La gracia hace de ti miembro vivo de Cristo, proporcionándote la participación de su naturaleza divina, y no puede ser sino prenda de bendición. Hace que por el momento participes de sus sufrimientos y de su muerte; pronto llegará el día en que te hará participar de su gloria. Entonces te unirás a Cristo por toda la eternidad y poseerás en él la bienaventuranza celeste. Por la gracia ganas a Cristo; si la pierdes, le pierdes por completo.
¿Qué no harías porque Cristo, el Hombre-Dios, nuestro rey, nuestro padre y nuestro hermano, cabeza, corona y alegría de nuestra raza, no fuera llevado de este mundo? Si pierdes la gracia, para ti él está perdido. Que tu único temor sea el separarte de Cristo; tu único deseo, el unirte a él perfectamente por la gracia. “Considerémoslo todo como sombra, vanidad, quimera”, dice san Gregorio Niseno, “pues en comparación de la gracia nada significa”[17].
Capítulo XIII:
"La gracia y la dignidad de la Madre de Dios"
En el misterio de la Encarnación es elevada a la dignidad divina una persona humana, sino una ‘naturaleza’ humana. La maternidad divina es una dignidad sobrenatural que recae sobre una ‘persona humana’. Por lo tanto, se la puede comparar más fácilmente con la dignidad que los hombres reciben por la gracia.
Para evitar cualquiera equivocación, es preciso sostener con firmeza que en María “la gracia no puede separarse de la dignidad de su maternidad divina”[18]. Ahí radica el sentido profundo del dogma de la Inmaculada Concepción, después de tanta espera definida por la santa Iglesia con gran regocijo de todos sus hijos. La Madre de Dios no ha estado privada ni un solo instante de su gracia. “Dios se le unió de una manera inseparable”, decía ya en el siglo III el santo obispo mártir Metodio.
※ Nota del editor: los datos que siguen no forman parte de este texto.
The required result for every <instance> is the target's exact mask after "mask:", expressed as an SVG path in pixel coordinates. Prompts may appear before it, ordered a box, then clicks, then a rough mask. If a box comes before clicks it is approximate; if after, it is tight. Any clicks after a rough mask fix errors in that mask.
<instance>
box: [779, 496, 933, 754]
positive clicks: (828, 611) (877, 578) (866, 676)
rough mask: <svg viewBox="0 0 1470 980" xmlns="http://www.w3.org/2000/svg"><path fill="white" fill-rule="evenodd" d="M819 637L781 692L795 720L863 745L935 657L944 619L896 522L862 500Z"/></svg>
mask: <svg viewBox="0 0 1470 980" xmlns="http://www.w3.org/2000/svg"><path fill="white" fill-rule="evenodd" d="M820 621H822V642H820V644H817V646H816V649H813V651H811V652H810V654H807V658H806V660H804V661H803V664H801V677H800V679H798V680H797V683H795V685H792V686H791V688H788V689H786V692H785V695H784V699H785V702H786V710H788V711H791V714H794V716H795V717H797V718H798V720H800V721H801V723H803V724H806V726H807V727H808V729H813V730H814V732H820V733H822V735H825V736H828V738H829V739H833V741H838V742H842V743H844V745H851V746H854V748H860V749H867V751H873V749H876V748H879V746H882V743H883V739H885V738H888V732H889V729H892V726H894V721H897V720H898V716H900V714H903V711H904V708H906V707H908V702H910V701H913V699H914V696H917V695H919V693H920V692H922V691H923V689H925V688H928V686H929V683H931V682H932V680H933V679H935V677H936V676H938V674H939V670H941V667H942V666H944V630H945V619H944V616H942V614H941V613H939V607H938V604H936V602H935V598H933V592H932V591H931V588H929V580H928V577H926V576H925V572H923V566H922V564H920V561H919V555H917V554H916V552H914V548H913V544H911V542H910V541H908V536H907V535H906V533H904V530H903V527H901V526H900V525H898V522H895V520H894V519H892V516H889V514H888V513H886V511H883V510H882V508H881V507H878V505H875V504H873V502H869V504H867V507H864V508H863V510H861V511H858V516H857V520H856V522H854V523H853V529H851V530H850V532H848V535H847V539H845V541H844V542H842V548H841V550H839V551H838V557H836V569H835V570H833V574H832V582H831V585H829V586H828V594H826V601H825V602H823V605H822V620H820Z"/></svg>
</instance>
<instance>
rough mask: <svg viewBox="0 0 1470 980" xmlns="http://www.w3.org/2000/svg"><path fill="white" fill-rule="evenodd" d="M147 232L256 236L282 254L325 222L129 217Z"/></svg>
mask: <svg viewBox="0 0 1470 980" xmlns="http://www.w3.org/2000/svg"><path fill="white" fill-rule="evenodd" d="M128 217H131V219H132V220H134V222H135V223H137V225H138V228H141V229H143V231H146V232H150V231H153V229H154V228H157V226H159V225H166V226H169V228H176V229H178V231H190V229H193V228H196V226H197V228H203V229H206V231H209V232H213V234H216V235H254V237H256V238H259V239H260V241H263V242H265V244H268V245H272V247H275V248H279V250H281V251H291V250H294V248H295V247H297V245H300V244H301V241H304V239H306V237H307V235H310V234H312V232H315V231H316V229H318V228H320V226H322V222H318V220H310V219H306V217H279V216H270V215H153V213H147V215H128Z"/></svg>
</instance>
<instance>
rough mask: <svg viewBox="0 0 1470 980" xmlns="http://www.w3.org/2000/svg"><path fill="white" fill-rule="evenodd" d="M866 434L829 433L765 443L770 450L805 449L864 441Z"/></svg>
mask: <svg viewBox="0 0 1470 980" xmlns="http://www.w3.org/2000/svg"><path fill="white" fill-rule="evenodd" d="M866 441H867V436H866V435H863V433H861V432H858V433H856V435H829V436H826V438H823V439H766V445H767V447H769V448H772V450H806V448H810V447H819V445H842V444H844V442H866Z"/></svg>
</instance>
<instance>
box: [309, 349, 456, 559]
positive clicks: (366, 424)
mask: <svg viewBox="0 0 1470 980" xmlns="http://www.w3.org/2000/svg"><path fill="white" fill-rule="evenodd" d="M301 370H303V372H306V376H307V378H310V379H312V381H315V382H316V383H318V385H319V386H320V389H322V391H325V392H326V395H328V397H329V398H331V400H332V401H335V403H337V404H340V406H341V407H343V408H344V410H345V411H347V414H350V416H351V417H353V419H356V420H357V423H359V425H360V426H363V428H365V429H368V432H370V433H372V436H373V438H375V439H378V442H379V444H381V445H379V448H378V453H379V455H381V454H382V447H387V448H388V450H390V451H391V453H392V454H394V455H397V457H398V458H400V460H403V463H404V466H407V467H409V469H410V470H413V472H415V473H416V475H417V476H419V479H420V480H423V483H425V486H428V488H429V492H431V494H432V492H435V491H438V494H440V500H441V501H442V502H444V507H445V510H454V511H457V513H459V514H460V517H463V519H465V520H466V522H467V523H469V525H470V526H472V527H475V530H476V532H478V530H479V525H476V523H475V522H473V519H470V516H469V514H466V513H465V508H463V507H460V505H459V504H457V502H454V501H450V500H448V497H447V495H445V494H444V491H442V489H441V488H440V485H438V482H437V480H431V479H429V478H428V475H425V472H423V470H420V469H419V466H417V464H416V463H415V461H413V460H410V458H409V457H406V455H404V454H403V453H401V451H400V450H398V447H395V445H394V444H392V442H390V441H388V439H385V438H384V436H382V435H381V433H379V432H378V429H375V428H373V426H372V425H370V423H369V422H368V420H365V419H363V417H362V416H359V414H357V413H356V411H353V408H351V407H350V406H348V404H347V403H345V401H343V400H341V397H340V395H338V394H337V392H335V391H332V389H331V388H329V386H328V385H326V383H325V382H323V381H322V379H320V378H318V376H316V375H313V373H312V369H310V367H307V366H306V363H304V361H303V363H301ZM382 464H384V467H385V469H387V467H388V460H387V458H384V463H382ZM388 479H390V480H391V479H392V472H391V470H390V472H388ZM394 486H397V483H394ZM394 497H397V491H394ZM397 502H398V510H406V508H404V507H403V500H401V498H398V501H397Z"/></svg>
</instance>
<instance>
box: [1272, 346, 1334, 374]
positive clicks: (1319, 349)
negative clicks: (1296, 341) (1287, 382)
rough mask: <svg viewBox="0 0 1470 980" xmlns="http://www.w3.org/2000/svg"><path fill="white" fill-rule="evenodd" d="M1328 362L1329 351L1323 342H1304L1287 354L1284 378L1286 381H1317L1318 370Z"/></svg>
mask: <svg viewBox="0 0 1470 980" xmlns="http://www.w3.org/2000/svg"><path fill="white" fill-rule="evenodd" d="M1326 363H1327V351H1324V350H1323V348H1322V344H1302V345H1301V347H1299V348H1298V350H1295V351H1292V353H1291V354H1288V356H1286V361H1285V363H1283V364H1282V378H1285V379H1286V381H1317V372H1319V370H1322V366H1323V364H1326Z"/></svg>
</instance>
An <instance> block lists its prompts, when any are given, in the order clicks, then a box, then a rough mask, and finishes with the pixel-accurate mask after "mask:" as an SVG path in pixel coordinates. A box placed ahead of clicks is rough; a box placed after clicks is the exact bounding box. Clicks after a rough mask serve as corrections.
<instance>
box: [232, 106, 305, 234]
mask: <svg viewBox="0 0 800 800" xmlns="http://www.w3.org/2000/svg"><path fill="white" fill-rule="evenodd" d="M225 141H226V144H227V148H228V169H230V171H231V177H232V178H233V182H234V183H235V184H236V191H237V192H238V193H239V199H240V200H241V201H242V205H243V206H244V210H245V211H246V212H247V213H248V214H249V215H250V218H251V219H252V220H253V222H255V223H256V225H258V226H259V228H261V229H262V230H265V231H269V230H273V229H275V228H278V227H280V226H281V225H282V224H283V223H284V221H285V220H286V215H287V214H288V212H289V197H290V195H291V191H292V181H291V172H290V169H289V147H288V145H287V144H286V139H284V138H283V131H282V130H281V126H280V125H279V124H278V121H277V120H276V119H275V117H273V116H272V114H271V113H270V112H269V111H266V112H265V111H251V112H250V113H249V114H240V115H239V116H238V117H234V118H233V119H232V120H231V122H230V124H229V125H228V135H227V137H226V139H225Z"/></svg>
Habiendo dado al Hijo de Dios su naturaleza humana, más que ninguna otra criatura tiene derecho a participar por la gracia de la naturaleza divina de su Hijo. Durante nueve meses forma ella, por así decirlo, con el Hijo concebido en su seno, una persona; son idénticos sus derechos, sus bienes, su santidad. María es la mujer que viera san Juan en el Apocalipsis[19], la que no solamente recibe la luz del sol, sino que es revestida del mismo sol.
La gracia que llena su alma tiene, sobre todas las criaturas, la prerrogativa única de serle acordada por un privilegio especialísimo. Al igual que su Hijo, posee la gracia bajo un aspecto tan necesario que no puede estar privada de la misma; la tiene en tal abundancia y plenitud que todos nosotros podemos surtirnos de ella; su Hijo ha sido llamado lleno de gracia y de verdad; también ella fue llamada por el ángel llena de gracia[20]. Su hijo es por naturaleza el Hijo único de Dios Padre; ella es la hija muy amada[21].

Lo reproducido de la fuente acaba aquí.